Discussing the approach
My final model results were:
- validation set accuracy of 94.3%
- test set accuracy of 93.7%
I experimented quite a lot with two models – the classic LeNet5 and a modified LeNet described in the afforementioned research paper by Sermanet and LeCun.
-
2017/06/10 89.1%
- preprocessing: normalization
- model: LeNet, batch size: 128, epochs: 10, rate: 0.001, mu: 0, sigma: 0.1
-
2017/06/11 91.6%
- preprocessing: normalization grayscale
- model: LeNet, batch size: 150, epochs: 10, rate: 0.001, mu: 0, sigma: 0.1
-
2017/06/11 93.3%
- add dropout to LeNet
- preprocessing: normalization grayscale
- model: LeNet, batch size: 150, epochs: 10, rate: 0.001, mu: 0, sigma: 0.1, keep_prob: 0.5
-
2017/06/11 90.8%
- preprocessing: normalization grayscale
- modified LeNet according to research paper
- convolution 32x32x1 to 28x28x6
- subsampling (maxpooling) 28x28x6 to 14x14x6
- convolution 14x14x6 to 10x10x16
- subsampling (maxpooling) 10x10x16 to 5x5x16
- branch out
- branch:
- convolution 5x5x16 to 1x1x400
- flatten 1x1x400 to 400
- branch:
- flatten 5x5x16 to 400
- branch:
- concatenate 2 branches to 800
- fully connected
- model: ModLeNet, batch size: 128, epochs: 10, rate: 0.001, mu: 0, sigma: 0.1
-
2017/06/11 93.9%
- add dropout to ModLeNet
- preprocessing: normalization grayscale
- model: ModLeNet, batch size: 128, epochs: 10, rate: 0.001, mu: 0, sigma: 0.1, keep_prob: 0.5
-
2017/06/11 94.2%
- decreased learning rate and increased epochs
- preprocessing: normalization grayscale
- model: ModLeNet, batch size: 128, epochs: 20, rate: 0.0005, mu: 0, sigma: 0.1, keep_prob: 0.5
-
2017/06/11 95.2%
- increased learning rate, increased epochs, increased batch size
- preprocessing: normalization grayscale
- model: ModLeNet, batch size: 150, epochs: 30, rate: 0.0008, mu: 0, sigma: 0.1, keep_prob: 0.5
-
2017/06/11 95.3%
- decreased batch size
- preprocessing: normalization grayscale
- model: ModLeNet, batch size: 100, epochs: 30, rate: 0.0008, mu: 0, sigma: 0.1, keep_prob: 0.5
-
2017/06/11 94.3%
- increase learning rate
- preprocessing: normalization grayscale
- model: ModLeNet, batch size: 100, epochs: 30, rate: 0.001, mu: 0, sigma: 0.1, keep_prob: 0.5
I believe the modified LeNet works well for the problem of classifying traffic signs. It takes an unorthodox approach of branching out the data after stage 1 and passing part of the result straight to the output classifier. The dropout operation also increases the accuracy of the model tremendously. I could have probably increased the batch size and increased the epochs a little more and kept the learning rate between 0.001 and 0.0005. I have not experimented with different probabilities for keep_prob.

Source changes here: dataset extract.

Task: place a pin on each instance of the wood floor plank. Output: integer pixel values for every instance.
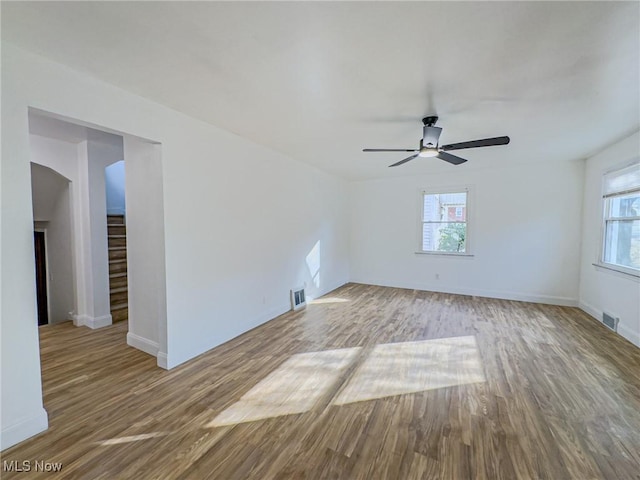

Qualities of new traffic sign images
Here are seven German traffic signs that I found on the web:
I cropped and resized the images to fit the 32x32x3 dimensions the model requires as input. So all seven images are of good enough quality to be recognized by the trained classifier. However the "No Entry" sign has a sign of triangular shape behind it. So that might be tricky to classify correctly. Also the "Stop" sign has considerable shade making it hard to read even for a human being.
Model's predictions
Here are the results of the prediction:
The accuracy of the predictions is a consolidated 85.7% compared to an accuracy of 93.7% on the test set. Of course the test set has 12000+ images and I'm testing on 7 images so it's actually not a bad result. Only 1 of the 7 images was misclassified.
Certainty of model's predictions
The model is 100% sure on all the images except the "Speed Limit (50km/h)" image. I find that very odd because it seems to be one of the clearest images of the seven. I can only explain that there's something wrong with the image and it is not noticable by the naked eye.
It's great that the classifier is not 100% correct, because that means there is still work to do on improving the convnet and classifier.